When you set out fly fishing, you imagine the perfect cast: Think “A River Runs Through It.” Nymph casting is not like that. Remove all the grace you expect to see and replace it with a more utilitarian cast that gets the fly where it needs to be in a “chuck it where you want it” style. Don’t hit yourself in the head. Removing a tiny hook from your ear is not the best way to get a new piercing.
Poppers are the go-to bass fly. They also work great for other predatory fish like pike and the occasional trout. The typical design is a solid body made of either cork or plastic with a scoop at the front, followed by a tail of feathers or hair. The scoop creates a commotion as the fly moves across the water, acting like an injured baitfish or creature. Fish love easy meals.
Poppers are like taking a topwater and tossing it out. Bass will explode out of the water to clobber a popper. I love the action of a popper, and I love watching the water disappear around it as the bucket mouth comes to the surface. It’s such a huge rush.
The setup for these is to use a stronger rod than for trout. I like a 6wt with a weight-forward floating line. Use a stronger leader and be prepared for a fight. If you’re newer to fly fishing, a 7wt might be a better option. Cast your popper to the same area you’d place a topwater and let it sit for a moment. I’ve had bass hit just after it landed. Once the water starts to settle around it, pop it twice, then let it sit for a moment. Keep this up in a consistent pattern. Change your timing if you don’t get any bites. Each cast needs to be consistent, though you can change your timing for each cast, so change up every time unless you’re seeing them chase it. If they chase it, pause a little longer, then pop it three times, then wait. If they are still chasing, pop three more times, pause, and pop again quickly. They should bite. If not, try again and go slower.
Streamers are a lot of fun. Think of a streamer as if you’re retrieving a Kastmaster that needs to be brought in fast.
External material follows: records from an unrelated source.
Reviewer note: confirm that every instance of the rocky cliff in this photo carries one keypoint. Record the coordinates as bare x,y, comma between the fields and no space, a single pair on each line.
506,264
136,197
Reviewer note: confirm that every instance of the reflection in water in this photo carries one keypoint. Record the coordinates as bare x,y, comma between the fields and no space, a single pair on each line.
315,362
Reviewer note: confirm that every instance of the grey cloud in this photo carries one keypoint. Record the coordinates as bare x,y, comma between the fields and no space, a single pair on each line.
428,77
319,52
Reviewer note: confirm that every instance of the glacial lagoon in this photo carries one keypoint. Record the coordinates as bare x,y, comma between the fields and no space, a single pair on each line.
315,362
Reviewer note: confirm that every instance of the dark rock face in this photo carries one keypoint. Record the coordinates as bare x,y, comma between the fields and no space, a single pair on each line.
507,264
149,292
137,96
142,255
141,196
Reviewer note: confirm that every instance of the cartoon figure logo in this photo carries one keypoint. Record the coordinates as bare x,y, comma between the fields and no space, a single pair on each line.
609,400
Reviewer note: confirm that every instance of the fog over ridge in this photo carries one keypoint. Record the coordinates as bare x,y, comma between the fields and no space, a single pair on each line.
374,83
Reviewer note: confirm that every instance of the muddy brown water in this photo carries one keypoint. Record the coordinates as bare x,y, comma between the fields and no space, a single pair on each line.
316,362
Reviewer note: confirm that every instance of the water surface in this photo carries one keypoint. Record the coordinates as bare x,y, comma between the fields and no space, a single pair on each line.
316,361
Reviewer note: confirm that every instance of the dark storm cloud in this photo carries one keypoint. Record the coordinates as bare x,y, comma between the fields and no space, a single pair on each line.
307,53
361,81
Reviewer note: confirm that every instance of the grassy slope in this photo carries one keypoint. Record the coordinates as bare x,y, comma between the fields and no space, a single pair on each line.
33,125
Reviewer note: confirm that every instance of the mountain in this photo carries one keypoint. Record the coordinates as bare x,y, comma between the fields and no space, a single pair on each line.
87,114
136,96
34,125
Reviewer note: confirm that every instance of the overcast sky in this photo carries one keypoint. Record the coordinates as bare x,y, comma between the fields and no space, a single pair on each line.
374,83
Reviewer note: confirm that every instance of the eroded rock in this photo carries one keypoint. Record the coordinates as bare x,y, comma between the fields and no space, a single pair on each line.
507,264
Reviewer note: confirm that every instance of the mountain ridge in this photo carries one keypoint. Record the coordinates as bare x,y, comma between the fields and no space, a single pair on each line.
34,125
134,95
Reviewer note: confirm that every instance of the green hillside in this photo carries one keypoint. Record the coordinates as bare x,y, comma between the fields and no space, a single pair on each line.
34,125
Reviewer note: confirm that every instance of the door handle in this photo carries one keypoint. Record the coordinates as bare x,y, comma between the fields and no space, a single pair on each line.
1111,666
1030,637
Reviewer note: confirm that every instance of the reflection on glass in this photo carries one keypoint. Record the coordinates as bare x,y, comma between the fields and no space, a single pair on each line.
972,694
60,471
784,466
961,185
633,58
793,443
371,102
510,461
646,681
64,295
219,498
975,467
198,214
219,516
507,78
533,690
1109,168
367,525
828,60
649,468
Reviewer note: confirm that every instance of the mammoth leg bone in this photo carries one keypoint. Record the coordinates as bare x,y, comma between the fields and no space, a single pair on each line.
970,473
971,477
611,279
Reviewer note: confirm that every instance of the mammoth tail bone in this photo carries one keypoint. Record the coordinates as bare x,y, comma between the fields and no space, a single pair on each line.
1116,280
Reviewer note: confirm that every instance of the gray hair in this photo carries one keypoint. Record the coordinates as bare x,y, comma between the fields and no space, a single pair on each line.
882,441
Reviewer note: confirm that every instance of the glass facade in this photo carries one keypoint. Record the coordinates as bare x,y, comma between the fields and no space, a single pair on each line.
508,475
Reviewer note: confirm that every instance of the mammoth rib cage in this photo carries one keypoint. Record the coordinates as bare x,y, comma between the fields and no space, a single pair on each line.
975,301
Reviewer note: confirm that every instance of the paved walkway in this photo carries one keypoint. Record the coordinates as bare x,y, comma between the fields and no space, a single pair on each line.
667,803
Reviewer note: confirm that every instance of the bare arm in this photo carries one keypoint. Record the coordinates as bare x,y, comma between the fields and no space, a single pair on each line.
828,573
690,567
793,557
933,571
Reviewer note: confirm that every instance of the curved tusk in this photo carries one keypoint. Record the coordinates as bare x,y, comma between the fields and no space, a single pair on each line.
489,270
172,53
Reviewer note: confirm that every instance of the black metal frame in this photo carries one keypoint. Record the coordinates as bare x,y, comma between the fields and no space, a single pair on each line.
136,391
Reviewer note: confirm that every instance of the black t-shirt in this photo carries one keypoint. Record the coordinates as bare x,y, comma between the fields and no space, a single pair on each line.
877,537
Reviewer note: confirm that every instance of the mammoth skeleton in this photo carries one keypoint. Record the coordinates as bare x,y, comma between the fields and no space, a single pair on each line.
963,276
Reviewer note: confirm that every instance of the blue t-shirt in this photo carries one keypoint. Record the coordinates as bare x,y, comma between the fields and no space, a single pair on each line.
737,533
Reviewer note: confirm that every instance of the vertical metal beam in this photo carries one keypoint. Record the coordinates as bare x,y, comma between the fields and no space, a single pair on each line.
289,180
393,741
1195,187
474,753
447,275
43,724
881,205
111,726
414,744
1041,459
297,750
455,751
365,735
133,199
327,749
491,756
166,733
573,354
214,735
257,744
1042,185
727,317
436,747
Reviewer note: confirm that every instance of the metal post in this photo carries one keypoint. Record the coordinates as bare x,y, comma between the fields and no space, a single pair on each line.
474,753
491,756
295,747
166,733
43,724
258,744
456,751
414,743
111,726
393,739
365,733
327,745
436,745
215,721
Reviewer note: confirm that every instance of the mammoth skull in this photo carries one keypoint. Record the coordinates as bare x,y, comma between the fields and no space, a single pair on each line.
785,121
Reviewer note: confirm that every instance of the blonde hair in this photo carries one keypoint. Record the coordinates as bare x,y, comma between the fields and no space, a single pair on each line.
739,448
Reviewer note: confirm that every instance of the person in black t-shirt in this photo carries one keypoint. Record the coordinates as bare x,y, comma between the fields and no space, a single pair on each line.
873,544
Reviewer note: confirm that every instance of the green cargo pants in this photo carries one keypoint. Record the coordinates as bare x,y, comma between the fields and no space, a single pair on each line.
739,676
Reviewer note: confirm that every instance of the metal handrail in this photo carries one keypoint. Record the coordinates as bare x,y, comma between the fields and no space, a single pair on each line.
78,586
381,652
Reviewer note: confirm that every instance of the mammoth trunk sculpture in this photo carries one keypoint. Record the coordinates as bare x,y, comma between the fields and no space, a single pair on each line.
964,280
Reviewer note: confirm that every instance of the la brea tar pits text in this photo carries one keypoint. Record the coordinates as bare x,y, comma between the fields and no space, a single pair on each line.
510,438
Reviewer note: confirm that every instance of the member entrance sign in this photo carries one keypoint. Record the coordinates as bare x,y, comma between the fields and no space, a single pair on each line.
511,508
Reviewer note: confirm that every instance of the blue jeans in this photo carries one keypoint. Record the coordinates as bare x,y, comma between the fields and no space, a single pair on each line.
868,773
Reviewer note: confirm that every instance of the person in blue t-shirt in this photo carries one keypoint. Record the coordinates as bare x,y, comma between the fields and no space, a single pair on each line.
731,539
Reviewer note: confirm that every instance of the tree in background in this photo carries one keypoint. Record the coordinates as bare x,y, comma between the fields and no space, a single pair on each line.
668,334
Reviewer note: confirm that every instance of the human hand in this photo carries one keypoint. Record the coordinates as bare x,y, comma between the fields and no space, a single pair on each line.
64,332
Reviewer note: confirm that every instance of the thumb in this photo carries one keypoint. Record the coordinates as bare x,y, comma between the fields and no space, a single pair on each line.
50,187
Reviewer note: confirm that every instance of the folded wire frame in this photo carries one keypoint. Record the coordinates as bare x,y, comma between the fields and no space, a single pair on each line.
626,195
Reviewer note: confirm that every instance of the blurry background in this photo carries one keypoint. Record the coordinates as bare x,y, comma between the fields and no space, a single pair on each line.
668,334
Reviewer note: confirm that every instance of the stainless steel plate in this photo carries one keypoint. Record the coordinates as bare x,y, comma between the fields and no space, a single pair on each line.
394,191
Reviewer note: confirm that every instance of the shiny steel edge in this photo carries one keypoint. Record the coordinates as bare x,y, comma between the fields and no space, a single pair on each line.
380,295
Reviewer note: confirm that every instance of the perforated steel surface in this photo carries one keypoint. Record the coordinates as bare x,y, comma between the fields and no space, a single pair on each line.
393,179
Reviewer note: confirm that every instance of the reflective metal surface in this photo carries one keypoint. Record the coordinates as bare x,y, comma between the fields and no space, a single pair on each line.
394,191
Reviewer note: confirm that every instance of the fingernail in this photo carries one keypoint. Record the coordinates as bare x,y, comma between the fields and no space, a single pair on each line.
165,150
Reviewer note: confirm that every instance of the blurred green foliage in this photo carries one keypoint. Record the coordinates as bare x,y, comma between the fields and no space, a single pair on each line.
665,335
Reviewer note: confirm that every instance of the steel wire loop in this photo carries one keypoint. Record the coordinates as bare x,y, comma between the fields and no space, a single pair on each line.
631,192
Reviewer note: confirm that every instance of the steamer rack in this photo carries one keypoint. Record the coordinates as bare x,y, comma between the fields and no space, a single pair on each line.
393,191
Once you figure these things out, you’re in for a great time. It’s hard to miss a bite with a streamer.
Streamers imitate minnows, leeches, and other underwater foods. The technique is easy. Tie a streamer to six feet of leader tipped to a sinking tip line and cast. Strip back a foot at a time pretty quickly. You want the streamer to look alive. Leeches are a bit slower than minnows, though they still move pretty quickly. Once you get the speed right, you’ll be amazed at how hard fish hit these things.
Streamers are perfect for those that want to catch a lot of trout in a short time. If you’re in a rush and must get off the water in a few hours, use some streamers (though that sounds like a terrible thing to have to do).
Saltwater flies work like any other fly, with the exception that they’re generally pretty big. Most of them are wet flies and are most representative of streamers and poppers. Shrimp, baitfish, and crabs are the main styles. However, the style you use is very dependent on the specific area you’re fishing. Fly fishing in saltwater is not as easy as freshwater. You need specialized equipment and everything’s bigger.
I recommend talking to a guide or the local fly shop to see what’s best to use in that area before heading out. It’s very possible to show up with a full fly box and not have anything the fish are interested in. Do your research and go to the local fly shop!